University Tun Hussein Onn Malaysia (MALAYSIA)
About this paper:
Appears in: EDULEARN11 Proceedings
Publication year: 2011
Pages: 3641-3652
ISBN: 978-84-615-0441-1
ISSN: 2340-1117
Conference name: 3rd International Conference on Education and New Learning Technologies
Dates: 4-6 July, 2011
Location: Barcelona, Spain
Problem-Based Learning (PBL) has become more widely used in various fields including education. Although there has been research exploring its effectiveness from the student perspective, there has been little research exploring the perceptions of the teachers especially in the context of language learning. This paper reports an evaluation of English for Specific Purposes (ESP) educators of PBL in a Malaysian undergraduate engineering programme. This method of learning is reliant on the students’ ability to learn in a self-directed mode and is considered to bridge the ‘theory–practice’ gap more effectively.
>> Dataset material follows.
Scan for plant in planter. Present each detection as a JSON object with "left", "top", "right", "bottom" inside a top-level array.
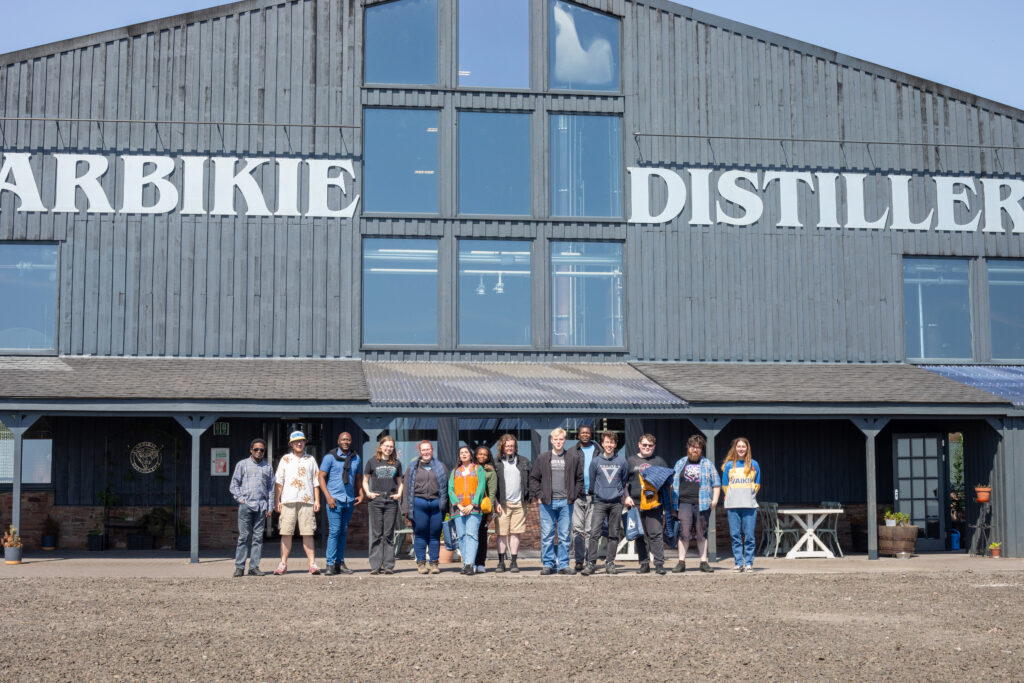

The purpose of this evaluation was to ascertain if this was the case by investigating the experiences of lecturers facilitating a problem based learning ESP classroom. The study took place at University Tun Hussein Onn Malaysia (UTHM). Data were collected from interviewing ESP lecturers implementing the PBL approach in their courses. Semi-structured interviews were undertaken following random selection from two groups of lecturers; those more experienced with the PBL approach and those without much exposure to the approach. Findings revealed an improvement in the students’ ability to inquire and learn in a self-directed manner, and the development of a more holistic view of the learning process. Aspects of the teacher’s role identified included questioning students to draw out their knowledge and understanding and to help students challenge each other, discuss and evaluate their learning. Difficulties encountered were mostly in relation to facilitating groups of differing backgrounds and ability and seeking to enable the students to work well together. Key challenges for teachers were in relation to developing facilitation skills, balancing input or guidance with facilitating independent learning. In a nutshell, PBL was perceived to be beneficial in helping students relate theory to practice and in encouraging an active and enquiring approach to English language use, but lecturers raised important questions about its practice. Tensions were identified between the constructivist theories on which the model of PBL rests and the formal requirements of an externally regulated language curriculum.
Problem-Based Learning, Language Learning, English for Specific Purposes, Self-directed Learning, teacher perspective.